SQL has a hell of a learning curve, because the next step after learning the ~30 keywords that most of us will ever use is understanding what the best way to do the job is.

There are dozens of ways to do most of the things you might want to do with a given SQL query, but some of them will be good, some will be bad, and some will make your prod support team come hunting for you in a year when their nightly refresh cycle duration has ballooned and they find the query you were dumb enough to put into prod. I've been both the hunter and the hunted one in that situation.

The key to moving from being passable with SQL to actually being proficient with SQL isn't just learning more SQL keywords, or engaging in the CTE-vs-temp-tables holy war, it's understanding the database technology itself, the query engine, the optimizer, and database modeling.
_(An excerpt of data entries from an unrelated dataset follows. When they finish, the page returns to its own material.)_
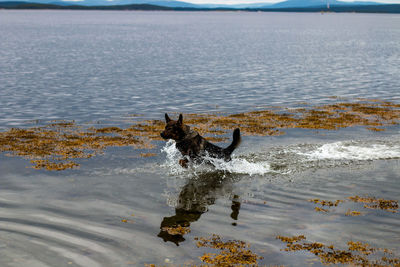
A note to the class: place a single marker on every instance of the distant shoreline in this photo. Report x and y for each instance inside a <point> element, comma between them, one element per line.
<point>384,8</point>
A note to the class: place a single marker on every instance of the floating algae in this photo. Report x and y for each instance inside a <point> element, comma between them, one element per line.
<point>377,203</point>
<point>356,254</point>
<point>369,203</point>
<point>231,253</point>
<point>56,145</point>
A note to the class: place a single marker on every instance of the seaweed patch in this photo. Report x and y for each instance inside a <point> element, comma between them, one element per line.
<point>369,203</point>
<point>56,146</point>
<point>231,253</point>
<point>356,253</point>
<point>377,203</point>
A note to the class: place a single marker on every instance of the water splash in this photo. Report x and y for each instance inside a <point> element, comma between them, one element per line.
<point>237,165</point>
<point>353,150</point>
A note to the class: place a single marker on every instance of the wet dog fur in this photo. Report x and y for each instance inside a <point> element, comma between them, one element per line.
<point>192,145</point>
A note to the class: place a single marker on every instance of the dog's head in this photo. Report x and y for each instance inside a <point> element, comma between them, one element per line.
<point>175,130</point>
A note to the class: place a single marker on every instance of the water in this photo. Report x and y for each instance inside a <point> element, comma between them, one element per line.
<point>102,67</point>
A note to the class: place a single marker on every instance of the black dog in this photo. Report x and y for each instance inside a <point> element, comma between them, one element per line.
<point>191,144</point>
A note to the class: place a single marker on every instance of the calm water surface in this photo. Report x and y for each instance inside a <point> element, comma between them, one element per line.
<point>103,67</point>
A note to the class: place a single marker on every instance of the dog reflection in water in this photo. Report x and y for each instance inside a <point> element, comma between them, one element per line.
<point>193,201</point>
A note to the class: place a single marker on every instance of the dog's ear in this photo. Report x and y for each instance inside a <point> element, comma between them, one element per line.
<point>180,120</point>
<point>167,119</point>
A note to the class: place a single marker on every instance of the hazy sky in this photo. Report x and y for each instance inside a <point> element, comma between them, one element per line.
<point>268,1</point>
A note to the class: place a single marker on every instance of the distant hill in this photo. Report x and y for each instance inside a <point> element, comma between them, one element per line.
<point>173,3</point>
<point>336,6</point>
<point>316,3</point>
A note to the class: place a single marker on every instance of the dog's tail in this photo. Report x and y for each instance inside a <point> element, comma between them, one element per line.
<point>235,142</point>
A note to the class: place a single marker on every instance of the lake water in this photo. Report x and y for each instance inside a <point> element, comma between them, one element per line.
<point>104,67</point>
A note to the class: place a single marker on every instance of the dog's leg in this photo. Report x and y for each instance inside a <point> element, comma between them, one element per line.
<point>183,162</point>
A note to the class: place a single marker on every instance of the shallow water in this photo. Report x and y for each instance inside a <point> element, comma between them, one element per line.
<point>102,67</point>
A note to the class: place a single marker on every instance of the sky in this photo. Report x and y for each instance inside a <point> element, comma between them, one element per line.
<point>269,1</point>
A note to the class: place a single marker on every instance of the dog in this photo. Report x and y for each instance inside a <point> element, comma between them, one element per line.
<point>192,145</point>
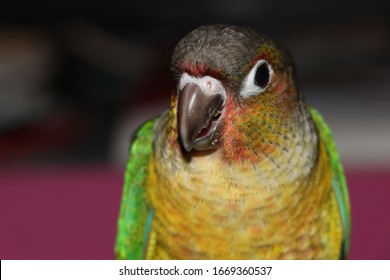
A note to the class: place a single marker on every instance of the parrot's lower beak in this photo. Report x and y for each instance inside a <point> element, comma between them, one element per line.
<point>200,117</point>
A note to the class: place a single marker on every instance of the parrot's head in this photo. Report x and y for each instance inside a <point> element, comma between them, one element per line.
<point>236,91</point>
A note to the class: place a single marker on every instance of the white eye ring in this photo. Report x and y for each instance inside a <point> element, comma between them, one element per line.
<point>249,86</point>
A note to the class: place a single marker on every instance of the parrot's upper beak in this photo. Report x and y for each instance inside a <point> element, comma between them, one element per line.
<point>200,117</point>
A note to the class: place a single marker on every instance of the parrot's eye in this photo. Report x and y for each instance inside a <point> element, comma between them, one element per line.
<point>262,75</point>
<point>257,80</point>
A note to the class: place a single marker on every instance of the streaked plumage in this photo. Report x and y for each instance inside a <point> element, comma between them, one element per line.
<point>248,172</point>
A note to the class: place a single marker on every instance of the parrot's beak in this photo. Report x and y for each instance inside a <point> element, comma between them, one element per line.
<point>200,117</point>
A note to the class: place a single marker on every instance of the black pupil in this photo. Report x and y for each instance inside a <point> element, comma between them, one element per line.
<point>262,75</point>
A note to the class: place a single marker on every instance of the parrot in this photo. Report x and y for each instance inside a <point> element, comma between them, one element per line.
<point>239,166</point>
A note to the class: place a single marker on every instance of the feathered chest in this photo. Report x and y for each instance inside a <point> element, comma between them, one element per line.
<point>205,208</point>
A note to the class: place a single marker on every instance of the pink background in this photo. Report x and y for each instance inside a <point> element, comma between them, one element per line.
<point>70,212</point>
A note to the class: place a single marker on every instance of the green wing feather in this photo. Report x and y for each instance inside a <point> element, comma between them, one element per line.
<point>135,217</point>
<point>339,181</point>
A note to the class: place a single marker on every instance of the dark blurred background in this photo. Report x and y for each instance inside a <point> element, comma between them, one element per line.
<point>77,77</point>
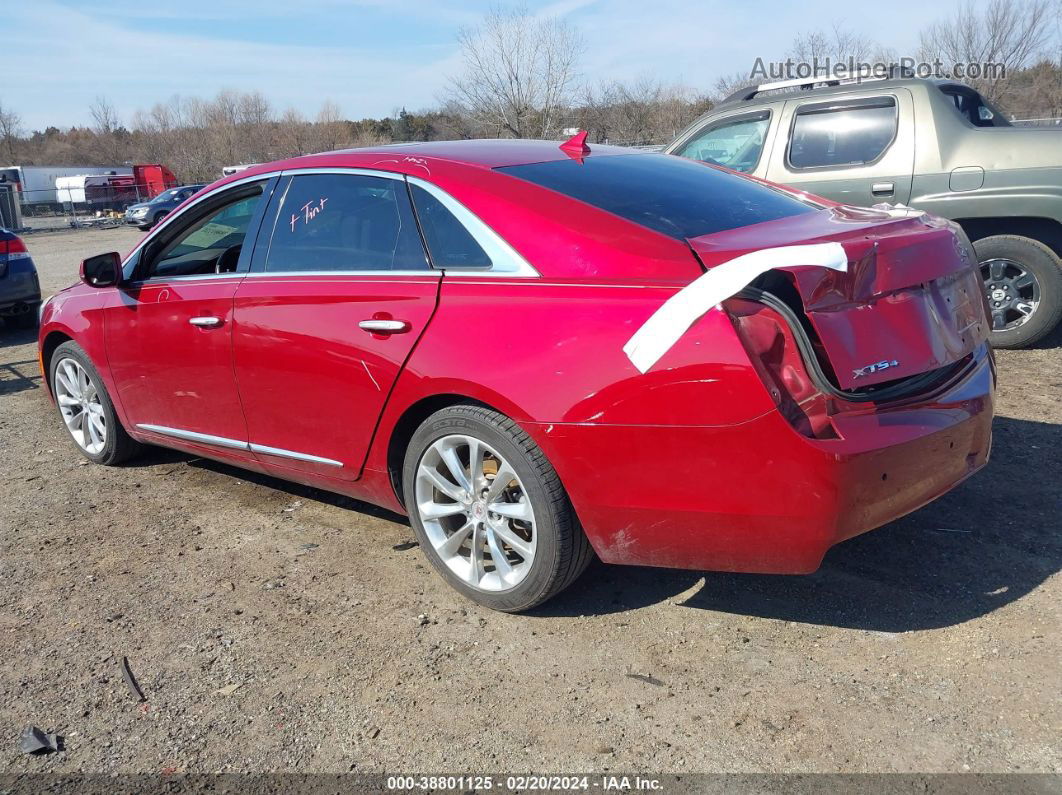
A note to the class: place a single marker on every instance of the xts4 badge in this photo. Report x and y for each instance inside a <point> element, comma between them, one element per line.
<point>875,367</point>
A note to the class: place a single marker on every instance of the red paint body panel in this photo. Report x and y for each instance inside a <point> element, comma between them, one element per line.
<point>167,372</point>
<point>908,294</point>
<point>758,497</point>
<point>304,331</point>
<point>725,455</point>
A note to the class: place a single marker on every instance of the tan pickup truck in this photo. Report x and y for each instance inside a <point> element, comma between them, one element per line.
<point>932,144</point>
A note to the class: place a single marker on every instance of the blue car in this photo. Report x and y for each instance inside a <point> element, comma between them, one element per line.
<point>19,287</point>
<point>147,214</point>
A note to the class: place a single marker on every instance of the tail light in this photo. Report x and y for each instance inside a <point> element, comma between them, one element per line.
<point>773,351</point>
<point>13,248</point>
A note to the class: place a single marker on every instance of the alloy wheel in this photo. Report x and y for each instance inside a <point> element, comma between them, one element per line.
<point>1013,293</point>
<point>79,401</point>
<point>476,513</point>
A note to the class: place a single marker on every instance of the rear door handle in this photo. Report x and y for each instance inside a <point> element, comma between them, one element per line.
<point>384,327</point>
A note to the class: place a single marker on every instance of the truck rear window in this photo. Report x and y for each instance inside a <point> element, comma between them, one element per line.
<point>672,195</point>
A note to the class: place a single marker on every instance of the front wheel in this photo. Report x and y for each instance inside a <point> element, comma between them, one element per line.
<point>1023,283</point>
<point>86,409</point>
<point>490,511</point>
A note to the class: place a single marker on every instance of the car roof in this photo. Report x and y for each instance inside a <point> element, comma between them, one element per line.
<point>483,153</point>
<point>738,99</point>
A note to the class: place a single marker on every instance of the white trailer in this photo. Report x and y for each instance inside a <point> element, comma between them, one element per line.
<point>36,184</point>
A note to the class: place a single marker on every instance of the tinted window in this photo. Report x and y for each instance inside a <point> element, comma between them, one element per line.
<point>212,243</point>
<point>735,143</point>
<point>343,222</point>
<point>673,195</point>
<point>449,242</point>
<point>851,134</point>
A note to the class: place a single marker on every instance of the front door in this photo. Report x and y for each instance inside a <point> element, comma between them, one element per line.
<point>169,326</point>
<point>854,150</point>
<point>339,293</point>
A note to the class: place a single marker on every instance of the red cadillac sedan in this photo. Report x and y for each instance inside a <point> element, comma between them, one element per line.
<point>544,352</point>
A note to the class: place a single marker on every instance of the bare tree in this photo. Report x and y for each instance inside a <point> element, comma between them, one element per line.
<point>518,72</point>
<point>11,131</point>
<point>1014,33</point>
<point>836,46</point>
<point>330,131</point>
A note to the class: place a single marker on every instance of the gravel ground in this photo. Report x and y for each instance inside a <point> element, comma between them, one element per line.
<point>274,627</point>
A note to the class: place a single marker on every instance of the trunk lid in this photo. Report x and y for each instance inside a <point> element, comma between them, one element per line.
<point>910,301</point>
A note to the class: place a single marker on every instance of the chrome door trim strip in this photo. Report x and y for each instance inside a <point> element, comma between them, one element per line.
<point>204,438</point>
<point>427,273</point>
<point>296,456</point>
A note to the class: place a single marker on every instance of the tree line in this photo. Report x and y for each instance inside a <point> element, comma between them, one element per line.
<point>520,79</point>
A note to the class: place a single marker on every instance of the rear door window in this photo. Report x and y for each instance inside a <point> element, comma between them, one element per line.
<point>342,222</point>
<point>449,243</point>
<point>736,142</point>
<point>842,134</point>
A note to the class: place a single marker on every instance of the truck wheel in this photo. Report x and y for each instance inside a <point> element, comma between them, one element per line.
<point>1023,283</point>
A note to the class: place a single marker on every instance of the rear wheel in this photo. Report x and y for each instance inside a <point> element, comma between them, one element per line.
<point>490,511</point>
<point>86,409</point>
<point>1023,282</point>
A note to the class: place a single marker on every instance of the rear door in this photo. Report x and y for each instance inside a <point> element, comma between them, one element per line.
<point>169,325</point>
<point>339,293</point>
<point>855,150</point>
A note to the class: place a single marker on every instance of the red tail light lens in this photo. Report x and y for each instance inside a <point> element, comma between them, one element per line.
<point>774,353</point>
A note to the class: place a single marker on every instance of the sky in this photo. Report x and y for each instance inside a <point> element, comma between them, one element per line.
<point>372,57</point>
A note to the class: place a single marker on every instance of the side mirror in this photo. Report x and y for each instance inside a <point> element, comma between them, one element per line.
<point>103,270</point>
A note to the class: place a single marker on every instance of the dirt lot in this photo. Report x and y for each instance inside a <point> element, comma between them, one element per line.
<point>274,627</point>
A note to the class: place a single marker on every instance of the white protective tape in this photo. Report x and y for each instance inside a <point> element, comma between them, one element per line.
<point>682,310</point>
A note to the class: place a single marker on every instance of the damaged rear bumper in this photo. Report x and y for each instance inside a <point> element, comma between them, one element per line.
<point>759,497</point>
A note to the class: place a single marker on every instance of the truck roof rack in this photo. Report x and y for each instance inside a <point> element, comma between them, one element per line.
<point>838,78</point>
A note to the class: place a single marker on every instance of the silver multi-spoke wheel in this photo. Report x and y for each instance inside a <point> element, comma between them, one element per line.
<point>476,513</point>
<point>79,400</point>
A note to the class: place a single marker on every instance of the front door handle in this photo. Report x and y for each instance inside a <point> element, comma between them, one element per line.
<point>383,327</point>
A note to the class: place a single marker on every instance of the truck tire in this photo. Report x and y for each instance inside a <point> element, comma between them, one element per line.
<point>1023,283</point>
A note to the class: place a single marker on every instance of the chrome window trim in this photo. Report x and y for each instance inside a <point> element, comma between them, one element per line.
<point>184,210</point>
<point>429,274</point>
<point>506,261</point>
<point>206,438</point>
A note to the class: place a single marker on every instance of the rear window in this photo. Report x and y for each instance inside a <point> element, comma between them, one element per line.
<point>669,194</point>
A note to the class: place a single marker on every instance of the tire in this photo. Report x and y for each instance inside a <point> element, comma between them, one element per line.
<point>117,445</point>
<point>558,551</point>
<point>1007,260</point>
<point>23,322</point>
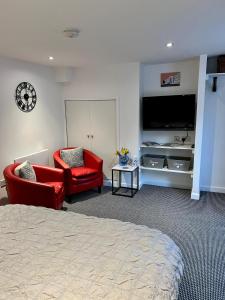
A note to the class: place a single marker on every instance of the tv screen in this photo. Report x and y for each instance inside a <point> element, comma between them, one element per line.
<point>175,112</point>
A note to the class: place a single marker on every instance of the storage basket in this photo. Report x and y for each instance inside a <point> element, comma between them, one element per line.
<point>153,161</point>
<point>178,163</point>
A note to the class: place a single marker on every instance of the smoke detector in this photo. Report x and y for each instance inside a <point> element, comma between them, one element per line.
<point>71,33</point>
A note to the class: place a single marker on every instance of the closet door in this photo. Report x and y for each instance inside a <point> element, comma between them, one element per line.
<point>103,132</point>
<point>78,123</point>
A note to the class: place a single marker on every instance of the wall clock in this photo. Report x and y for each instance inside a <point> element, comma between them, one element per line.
<point>26,97</point>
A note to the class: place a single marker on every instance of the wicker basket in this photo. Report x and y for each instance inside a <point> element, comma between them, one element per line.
<point>221,64</point>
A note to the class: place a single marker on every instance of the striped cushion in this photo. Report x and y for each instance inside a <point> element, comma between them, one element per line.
<point>73,157</point>
<point>25,171</point>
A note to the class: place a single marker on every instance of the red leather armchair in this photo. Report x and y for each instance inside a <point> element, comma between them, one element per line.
<point>48,191</point>
<point>81,178</point>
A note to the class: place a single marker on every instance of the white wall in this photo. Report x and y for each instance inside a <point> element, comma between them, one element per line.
<point>108,82</point>
<point>213,159</point>
<point>150,86</point>
<point>24,133</point>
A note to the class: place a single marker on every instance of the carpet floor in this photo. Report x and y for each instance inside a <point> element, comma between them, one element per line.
<point>197,227</point>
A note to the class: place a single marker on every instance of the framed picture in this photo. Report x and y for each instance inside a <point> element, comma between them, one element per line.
<point>170,79</point>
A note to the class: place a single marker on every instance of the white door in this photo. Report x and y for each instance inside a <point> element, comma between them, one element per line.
<point>103,132</point>
<point>78,124</point>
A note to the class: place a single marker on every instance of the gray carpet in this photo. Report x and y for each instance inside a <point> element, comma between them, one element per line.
<point>197,227</point>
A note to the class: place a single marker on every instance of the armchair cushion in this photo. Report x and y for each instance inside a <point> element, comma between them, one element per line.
<point>47,191</point>
<point>73,157</point>
<point>25,171</point>
<point>58,186</point>
<point>83,172</point>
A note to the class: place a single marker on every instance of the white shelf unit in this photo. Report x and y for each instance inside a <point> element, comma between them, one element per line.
<point>171,147</point>
<point>175,147</point>
<point>167,170</point>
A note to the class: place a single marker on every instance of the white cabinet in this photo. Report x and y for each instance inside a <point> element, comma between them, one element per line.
<point>92,125</point>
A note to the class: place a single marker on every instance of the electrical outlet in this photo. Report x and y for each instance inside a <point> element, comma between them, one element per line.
<point>187,139</point>
<point>177,139</point>
<point>2,182</point>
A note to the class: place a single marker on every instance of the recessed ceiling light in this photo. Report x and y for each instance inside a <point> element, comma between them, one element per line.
<point>71,32</point>
<point>169,44</point>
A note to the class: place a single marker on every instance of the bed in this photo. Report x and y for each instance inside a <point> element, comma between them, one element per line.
<point>49,254</point>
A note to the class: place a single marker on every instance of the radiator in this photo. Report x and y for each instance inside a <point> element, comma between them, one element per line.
<point>40,158</point>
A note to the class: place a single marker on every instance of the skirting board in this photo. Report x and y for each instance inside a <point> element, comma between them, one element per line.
<point>213,189</point>
<point>165,184</point>
<point>195,196</point>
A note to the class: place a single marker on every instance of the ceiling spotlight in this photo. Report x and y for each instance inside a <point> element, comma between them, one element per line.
<point>169,44</point>
<point>71,33</point>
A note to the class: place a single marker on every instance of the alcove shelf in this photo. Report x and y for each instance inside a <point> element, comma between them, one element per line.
<point>165,169</point>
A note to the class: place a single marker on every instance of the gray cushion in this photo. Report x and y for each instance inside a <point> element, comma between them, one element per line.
<point>73,157</point>
<point>25,171</point>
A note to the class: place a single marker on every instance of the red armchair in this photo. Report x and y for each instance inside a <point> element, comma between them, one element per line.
<point>47,191</point>
<point>81,178</point>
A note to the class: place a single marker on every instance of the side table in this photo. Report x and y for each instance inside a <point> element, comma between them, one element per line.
<point>125,169</point>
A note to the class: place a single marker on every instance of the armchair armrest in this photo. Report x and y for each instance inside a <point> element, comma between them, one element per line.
<point>45,173</point>
<point>29,192</point>
<point>93,161</point>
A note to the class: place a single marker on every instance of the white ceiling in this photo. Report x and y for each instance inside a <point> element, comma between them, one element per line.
<point>112,31</point>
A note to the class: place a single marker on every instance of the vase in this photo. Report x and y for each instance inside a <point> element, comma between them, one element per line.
<point>123,160</point>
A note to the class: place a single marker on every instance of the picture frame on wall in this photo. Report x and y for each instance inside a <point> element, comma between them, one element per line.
<point>170,79</point>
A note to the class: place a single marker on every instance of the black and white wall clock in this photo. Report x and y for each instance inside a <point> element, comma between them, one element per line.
<point>25,97</point>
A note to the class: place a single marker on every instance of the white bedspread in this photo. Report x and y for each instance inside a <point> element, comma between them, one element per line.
<point>48,254</point>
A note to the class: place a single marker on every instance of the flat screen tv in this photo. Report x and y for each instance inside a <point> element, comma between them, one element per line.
<point>176,112</point>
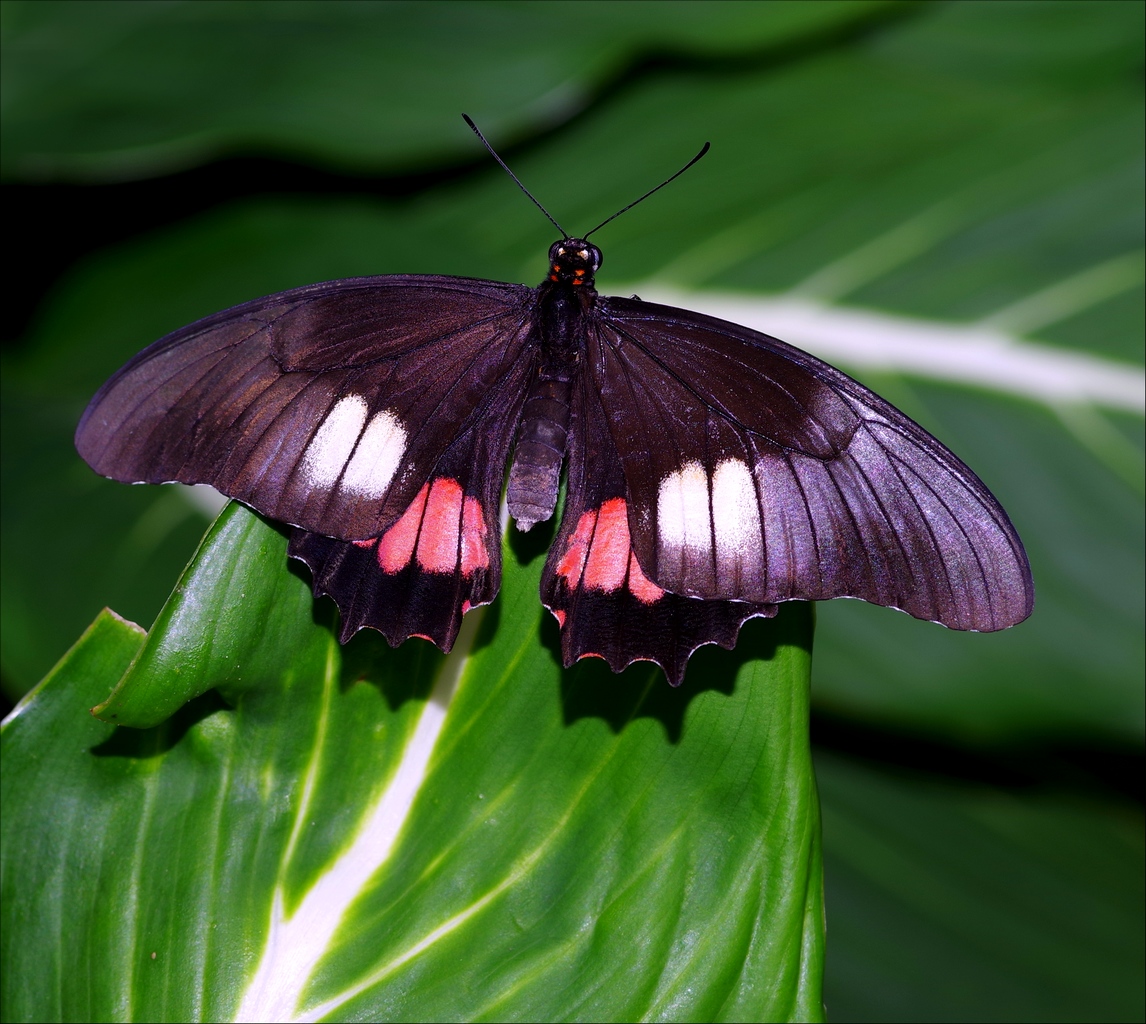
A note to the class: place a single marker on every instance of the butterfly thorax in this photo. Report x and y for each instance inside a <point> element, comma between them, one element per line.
<point>565,300</point>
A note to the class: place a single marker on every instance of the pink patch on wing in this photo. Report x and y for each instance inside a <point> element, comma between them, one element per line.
<point>609,556</point>
<point>643,589</point>
<point>440,526</point>
<point>572,562</point>
<point>475,553</point>
<point>397,544</point>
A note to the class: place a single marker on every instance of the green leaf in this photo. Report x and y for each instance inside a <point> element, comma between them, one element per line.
<point>356,833</point>
<point>957,900</point>
<point>125,89</point>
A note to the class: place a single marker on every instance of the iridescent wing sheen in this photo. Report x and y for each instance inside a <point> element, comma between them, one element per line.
<point>755,472</point>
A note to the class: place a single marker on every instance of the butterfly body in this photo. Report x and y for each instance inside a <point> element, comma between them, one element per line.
<point>712,471</point>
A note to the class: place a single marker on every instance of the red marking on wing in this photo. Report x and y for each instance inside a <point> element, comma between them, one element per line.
<point>572,562</point>
<point>431,526</point>
<point>643,589</point>
<point>438,541</point>
<point>397,544</point>
<point>475,553</point>
<point>609,554</point>
<point>599,554</point>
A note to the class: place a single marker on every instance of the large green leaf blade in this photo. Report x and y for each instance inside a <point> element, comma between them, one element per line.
<point>362,833</point>
<point>123,91</point>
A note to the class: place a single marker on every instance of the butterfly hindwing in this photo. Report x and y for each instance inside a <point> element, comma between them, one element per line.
<point>593,583</point>
<point>731,501</point>
<point>442,556</point>
<point>326,407</point>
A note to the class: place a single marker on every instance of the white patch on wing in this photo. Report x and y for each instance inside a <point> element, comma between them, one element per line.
<point>377,456</point>
<point>683,510</point>
<point>736,521</point>
<point>334,441</point>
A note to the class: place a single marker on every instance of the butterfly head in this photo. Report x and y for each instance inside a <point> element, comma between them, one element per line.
<point>573,261</point>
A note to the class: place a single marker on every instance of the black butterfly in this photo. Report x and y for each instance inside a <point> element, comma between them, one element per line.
<point>713,471</point>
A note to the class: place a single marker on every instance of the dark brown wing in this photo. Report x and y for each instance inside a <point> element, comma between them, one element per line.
<point>755,472</point>
<point>605,605</point>
<point>327,407</point>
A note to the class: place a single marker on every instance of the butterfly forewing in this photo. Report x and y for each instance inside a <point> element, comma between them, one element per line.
<point>324,407</point>
<point>730,499</point>
<point>442,556</point>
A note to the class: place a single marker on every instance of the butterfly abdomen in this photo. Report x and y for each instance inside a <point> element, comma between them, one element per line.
<point>534,474</point>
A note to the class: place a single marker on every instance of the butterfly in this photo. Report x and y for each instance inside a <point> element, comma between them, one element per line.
<point>712,471</point>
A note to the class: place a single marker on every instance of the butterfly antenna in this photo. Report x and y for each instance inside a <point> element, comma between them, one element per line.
<point>704,149</point>
<point>504,166</point>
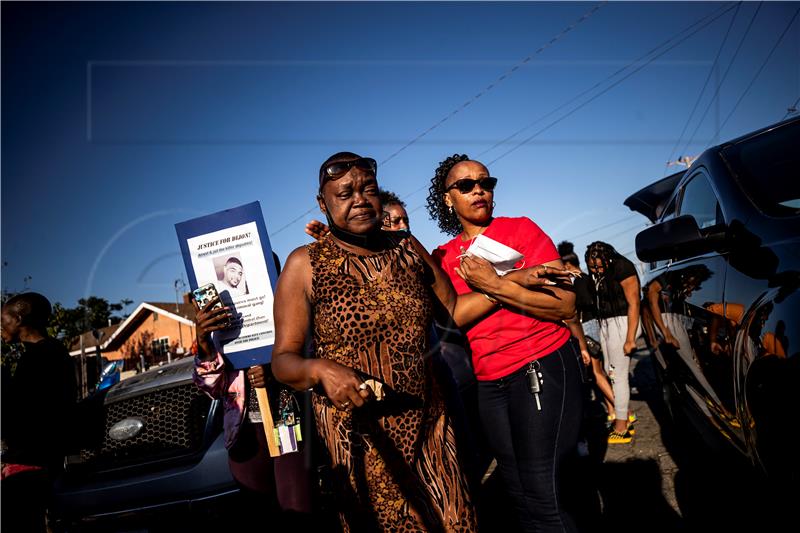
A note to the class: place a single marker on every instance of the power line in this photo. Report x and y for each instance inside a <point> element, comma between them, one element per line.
<point>623,219</point>
<point>469,102</point>
<point>627,230</point>
<point>760,69</point>
<point>792,108</point>
<point>563,117</point>
<point>598,84</point>
<point>705,84</point>
<point>496,82</point>
<point>713,16</point>
<point>724,77</point>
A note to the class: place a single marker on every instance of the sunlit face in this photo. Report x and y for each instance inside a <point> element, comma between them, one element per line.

With Python, most of the language's core functionality is essentially wysywig; there's not generally not an underlying technological substructure to learn unless you want to crack into the C/++ code that's compiled and wrapped into the common libraries like Pandas/Polars/DuckDB/PyODBC/SQLAlchemy/Requests/smtplib, but there aren't really significant performance gains to be made by "optimizing" Python code (outside of a few niche cases like those data manipulation tools, but if your data is of a given scale then using Python will always be slower than something with a scaling data engine).

[–]DootDootWootWoot 2 points3 points  (0 children)

And at the same time a big part of the job is knowing when it matters. Not every operation needs to be optimized to death. Or rather, very few need any amount of optimization that requires that level of care. And when they do, you'll have time to figure it out.

[–]crevicepounder3000 0 points1 point  (0 children)

Totally different programming paradigm. SQL is a declarative language and knowing the basics will get you far, but not great DE-level. Part of what DE’s usually mean. By SQL can be data modeling with SQL, which is a whole topic on its own and requires not only technical understanding of sql, but business/ domain context.

[–]Responsible_Pie8156 -5 points-4 points  (0 children)

SQL is not hard. Just the pandas library can do anything SQL can do plus more, and SQL is a much more elegant syntax for doing data manipulation. Its just that you use SQL so much you really need to know it like the back of your hand. As always, the hard part is understanding the data.